Make sure that nobody is working near the scanner and it is free from obstruction before power on a radar.
- Power on and switch the radar to Standby;
- adjust Brilliance for preferred viewing brightness;
- turn both manual Anti-sea Clutters and Anti-rain Clutters to minimum;
- set Gain to minimum;
- switch off all automatic signal suppressing and video enhancing sub-systems;
- switch radar on at medium range when it is ready;
- switch on automatic Tune;
- increase Gain until some background noises are seen all over the display;
- switch to appropriated operation range;
- select preferred display orientation and mode (ensure heading and speed inputs are corrected if True Motion Mode is used);
- adjust Anti-rain Clutters if echoes caused by rain are affecting the identification targets seriously;
- adjust Anti-sea Clutters if echoes caused by sea waves are affecting the identification of targets seriously.
Try not to use automatic suppressing sub-system if the use of manual anti-clutters control could achieve an usable display. Use automatic enhancing sub-system only if it is really necessary.
An argument on using sidelights in defining head-on situation was put forwarded in court. It was argued that both sidelights of a target involved in the risk of collision must be seen to effect a head-on situation. The argument was later supported by an oversea maritime expert. Another renowned author also seems to express similar argument in his book about COLREG as follows:
“… Rule 14 is apparently not intended to apply to cases in which, from a vessel which is ahead or nearly ahead, one sidelight can be seen, but the other is obscured. (Cockcroft & Lameijer 1996, p99)”
It could be confusing. It could be difficult to understand if one will look into the text of the rule as well as its application at sea.
Rule 14(a) stated the actions required when ships “meeting on reciprocal or nearly courses” and involved in a risk of collision. Rule 14(b) follows with examples that a head-on “situation shall be deemed to exist”. Rule 14(a) defines head-on situations by the meeting courses and the risk of collision. The text of Rule 14(b) described certain “shall be ” situations but does not seem to exclude any other encounters meeting on reciprocal or nearly courses and involved in a risk of collision. The rule has not exclude any other possible situation such as those have only one sidelight or even none could be seen.
The argument went on and suggest that Rule 14(c) will not apply at all as there will not be any doubt about a situation if only one sidelight can be seen. Thus, it will never be a heading-on situation if not both sidelights were seen at night. It can only be a crossing, Rule 15, situation if it is the case.
As shown in the radar picture on the left with true motion trails displayed, a south bound ship detected three approaching targets on her port side. These approaching targets were met on reciprocal or nearly reciprocal courses.

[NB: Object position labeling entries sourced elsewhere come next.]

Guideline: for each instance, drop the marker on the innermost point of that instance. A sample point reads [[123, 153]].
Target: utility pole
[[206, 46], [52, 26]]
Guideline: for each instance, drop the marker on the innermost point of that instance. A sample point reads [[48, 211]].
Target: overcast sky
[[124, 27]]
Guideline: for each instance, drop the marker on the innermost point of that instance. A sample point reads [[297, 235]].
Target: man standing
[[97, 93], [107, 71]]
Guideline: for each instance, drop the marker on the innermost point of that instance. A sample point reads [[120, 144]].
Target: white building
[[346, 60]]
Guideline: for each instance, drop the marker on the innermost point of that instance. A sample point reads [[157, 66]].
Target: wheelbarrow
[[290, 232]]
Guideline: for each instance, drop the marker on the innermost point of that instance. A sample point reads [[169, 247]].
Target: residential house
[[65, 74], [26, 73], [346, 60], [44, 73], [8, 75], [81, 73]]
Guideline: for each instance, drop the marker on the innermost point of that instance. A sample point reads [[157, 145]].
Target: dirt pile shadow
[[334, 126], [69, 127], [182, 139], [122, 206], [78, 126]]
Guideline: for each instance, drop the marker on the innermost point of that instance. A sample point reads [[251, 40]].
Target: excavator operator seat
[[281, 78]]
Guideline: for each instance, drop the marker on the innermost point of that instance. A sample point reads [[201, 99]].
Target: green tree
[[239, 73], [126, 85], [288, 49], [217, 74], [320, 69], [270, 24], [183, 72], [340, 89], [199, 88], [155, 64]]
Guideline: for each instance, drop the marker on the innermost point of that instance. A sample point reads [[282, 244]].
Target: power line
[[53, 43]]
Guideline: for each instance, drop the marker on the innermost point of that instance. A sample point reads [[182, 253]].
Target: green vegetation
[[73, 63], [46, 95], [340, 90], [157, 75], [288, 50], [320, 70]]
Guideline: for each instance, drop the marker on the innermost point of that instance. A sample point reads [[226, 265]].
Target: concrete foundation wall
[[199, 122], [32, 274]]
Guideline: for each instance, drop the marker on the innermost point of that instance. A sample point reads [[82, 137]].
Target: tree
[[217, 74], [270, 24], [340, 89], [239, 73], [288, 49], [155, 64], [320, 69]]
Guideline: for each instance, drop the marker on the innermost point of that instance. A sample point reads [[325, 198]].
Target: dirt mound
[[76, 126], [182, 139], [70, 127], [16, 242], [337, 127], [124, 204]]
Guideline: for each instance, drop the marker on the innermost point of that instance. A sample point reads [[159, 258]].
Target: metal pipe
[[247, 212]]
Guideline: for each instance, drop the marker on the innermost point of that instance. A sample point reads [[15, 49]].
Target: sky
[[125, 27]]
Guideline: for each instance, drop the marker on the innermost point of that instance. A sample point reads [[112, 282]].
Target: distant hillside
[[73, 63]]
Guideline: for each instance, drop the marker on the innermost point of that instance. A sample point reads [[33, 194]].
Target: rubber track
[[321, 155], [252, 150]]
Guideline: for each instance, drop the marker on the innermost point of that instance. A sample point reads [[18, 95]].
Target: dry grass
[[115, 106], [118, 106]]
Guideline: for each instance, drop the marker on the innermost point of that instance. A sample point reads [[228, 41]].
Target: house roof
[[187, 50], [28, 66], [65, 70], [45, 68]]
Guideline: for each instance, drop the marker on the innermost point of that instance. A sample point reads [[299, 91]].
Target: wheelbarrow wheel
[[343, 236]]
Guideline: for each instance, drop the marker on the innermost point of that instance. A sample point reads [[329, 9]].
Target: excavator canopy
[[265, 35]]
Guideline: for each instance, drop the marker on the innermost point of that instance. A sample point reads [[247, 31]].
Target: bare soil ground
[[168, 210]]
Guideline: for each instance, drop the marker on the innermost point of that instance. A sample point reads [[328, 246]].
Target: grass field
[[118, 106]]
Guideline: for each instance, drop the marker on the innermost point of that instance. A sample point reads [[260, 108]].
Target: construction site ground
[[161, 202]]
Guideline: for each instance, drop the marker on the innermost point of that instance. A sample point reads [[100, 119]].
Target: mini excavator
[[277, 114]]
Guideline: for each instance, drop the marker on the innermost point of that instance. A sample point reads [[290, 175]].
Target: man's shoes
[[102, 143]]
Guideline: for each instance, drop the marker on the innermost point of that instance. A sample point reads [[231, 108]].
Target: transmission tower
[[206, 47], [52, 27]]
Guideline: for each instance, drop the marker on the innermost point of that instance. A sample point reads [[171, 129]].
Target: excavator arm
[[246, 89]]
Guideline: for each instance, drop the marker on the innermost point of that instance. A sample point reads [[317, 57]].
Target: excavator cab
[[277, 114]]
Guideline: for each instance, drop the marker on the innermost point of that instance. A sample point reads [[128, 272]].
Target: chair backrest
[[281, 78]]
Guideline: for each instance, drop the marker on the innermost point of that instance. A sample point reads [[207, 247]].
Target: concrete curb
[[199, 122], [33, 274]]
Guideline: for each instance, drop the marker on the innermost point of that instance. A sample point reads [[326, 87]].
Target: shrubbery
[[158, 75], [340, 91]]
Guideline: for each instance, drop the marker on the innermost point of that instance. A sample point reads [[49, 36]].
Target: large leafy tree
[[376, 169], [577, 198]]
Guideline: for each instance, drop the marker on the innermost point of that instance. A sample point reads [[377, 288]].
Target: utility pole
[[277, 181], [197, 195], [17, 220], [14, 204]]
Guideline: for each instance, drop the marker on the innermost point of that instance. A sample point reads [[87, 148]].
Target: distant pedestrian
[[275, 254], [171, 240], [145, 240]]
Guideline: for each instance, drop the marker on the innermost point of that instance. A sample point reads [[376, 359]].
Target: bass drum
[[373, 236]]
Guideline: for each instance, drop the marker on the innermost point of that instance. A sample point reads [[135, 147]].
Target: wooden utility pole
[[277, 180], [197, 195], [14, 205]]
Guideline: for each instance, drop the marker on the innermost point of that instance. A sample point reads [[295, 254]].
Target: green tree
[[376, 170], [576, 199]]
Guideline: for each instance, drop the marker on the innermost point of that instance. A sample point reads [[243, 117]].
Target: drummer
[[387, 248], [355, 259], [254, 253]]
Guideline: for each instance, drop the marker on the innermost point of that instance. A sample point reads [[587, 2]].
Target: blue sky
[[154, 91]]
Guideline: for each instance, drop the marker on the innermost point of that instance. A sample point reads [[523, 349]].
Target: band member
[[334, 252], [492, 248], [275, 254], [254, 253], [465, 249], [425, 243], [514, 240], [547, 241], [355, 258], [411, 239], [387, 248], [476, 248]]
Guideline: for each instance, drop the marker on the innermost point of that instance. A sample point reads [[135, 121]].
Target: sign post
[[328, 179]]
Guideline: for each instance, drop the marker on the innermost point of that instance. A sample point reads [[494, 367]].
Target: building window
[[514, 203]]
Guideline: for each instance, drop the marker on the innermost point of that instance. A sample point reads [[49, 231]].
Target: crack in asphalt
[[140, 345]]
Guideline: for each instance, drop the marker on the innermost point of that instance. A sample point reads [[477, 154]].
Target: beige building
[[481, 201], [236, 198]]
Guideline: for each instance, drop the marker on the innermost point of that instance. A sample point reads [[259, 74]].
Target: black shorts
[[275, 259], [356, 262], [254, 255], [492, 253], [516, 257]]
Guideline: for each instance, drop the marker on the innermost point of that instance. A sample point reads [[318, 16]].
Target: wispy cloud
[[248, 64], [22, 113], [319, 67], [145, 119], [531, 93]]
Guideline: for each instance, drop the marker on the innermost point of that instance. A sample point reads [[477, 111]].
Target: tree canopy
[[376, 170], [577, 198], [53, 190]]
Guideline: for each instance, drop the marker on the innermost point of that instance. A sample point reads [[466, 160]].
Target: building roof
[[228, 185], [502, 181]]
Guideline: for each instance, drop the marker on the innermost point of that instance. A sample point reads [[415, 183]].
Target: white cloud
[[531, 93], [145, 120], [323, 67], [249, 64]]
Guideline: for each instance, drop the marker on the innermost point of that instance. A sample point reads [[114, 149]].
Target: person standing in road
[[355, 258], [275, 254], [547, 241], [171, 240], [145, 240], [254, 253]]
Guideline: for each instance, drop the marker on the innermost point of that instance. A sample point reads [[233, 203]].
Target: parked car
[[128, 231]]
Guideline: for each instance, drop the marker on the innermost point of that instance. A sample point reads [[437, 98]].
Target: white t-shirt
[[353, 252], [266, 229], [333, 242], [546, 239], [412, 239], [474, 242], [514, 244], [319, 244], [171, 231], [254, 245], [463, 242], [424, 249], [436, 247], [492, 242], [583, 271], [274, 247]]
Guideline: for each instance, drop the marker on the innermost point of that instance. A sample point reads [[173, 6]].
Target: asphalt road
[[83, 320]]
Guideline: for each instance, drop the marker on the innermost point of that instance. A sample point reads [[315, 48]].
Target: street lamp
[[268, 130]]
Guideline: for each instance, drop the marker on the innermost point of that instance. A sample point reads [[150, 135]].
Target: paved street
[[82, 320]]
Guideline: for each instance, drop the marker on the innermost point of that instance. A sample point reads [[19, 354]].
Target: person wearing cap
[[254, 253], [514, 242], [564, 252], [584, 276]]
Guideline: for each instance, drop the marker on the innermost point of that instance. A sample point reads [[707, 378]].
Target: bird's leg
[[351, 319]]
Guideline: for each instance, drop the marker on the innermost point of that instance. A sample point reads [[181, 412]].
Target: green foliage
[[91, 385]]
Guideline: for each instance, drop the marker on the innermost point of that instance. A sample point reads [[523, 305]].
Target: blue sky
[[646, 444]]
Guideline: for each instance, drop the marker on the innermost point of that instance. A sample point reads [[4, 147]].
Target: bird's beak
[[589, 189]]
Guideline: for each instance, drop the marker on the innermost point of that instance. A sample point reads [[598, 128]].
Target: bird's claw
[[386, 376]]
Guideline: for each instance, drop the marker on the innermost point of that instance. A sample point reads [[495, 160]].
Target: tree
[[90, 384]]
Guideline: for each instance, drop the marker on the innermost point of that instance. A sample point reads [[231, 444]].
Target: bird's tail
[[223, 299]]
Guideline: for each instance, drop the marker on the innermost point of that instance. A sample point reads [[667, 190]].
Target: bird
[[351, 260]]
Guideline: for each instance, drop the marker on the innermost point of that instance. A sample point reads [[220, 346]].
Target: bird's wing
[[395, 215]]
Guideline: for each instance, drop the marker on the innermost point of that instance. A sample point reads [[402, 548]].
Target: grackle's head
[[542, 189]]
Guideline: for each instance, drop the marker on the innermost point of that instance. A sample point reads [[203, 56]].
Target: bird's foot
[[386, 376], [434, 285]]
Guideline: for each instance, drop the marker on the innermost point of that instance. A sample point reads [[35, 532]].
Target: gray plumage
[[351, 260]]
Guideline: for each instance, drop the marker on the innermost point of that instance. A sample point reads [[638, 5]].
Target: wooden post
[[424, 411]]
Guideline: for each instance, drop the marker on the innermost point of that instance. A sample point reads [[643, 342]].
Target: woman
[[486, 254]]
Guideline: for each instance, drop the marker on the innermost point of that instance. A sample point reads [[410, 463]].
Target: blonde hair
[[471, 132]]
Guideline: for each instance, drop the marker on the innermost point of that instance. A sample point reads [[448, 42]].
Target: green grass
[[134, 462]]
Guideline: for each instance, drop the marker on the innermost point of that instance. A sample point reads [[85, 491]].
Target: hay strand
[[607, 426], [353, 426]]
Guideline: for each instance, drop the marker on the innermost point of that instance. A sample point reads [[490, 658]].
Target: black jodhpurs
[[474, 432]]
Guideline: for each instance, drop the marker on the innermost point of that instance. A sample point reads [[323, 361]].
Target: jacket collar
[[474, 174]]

The north bound targets were going to pass the south bound ship with a distance ranging from less than half a cable to about two cables, about 90 metres to 350 metres. To most mariners, these targets were involved in a head-on situation with the south bound vessel if risk of collision between them was considered.
The second picture shows the visual scene when the radar picture was captured. Actually, the first radar screen is an enlarged portion of the radar screen in the second picture.
It can be seen that none of the three approaching targets was showing both sidelights. Should these approaching targets be considered as ships involved in a head-on situation? Could they be crossing targets if there was risk of collision?
Each of the vessels “shall alter her course to starboard so that each shall pass on the port side of the other” if it is a head-on situation (COLREG Rule 14). Otherwise, “the vessel which has the other on her own starboard side shall keep out of the way” as stipulated in Rule 15 if it is a crossing situation. The problem is that there is nobody with the other on her own starboard side. There is no stand-on vessel either as there was not any vessel required to keep out of the way as stated in Rule 17(a)i.
Apparently, these encounters might not be simple. Is the rule in collision avoidance at sea so complicated? There might be the problem of the rules. Perhaps, it is the problem in reading or interpreting the rules.
There were two targets being shown on the captured radar screen. AIS information from both targets were displayed graphically as triangular marks with two vectors. A solid vector was used to represent the ship’s heading. Another dotted vector was showing its course made good. The targets were also showing a ninety seconds trail in true motion.
As well, the south-east moving target near the left side of the picture was tracked with ARPA. Tracked information was shown graphically with a circular symbol and another vector.
As shown with the AIS symbol, the heading of the north-west moving target at the right upper corner was changing. Yet, its made good course was still lagging behind. The course made good calculator in the GPS receiver was taking longer time to reflect changes made by a vessel.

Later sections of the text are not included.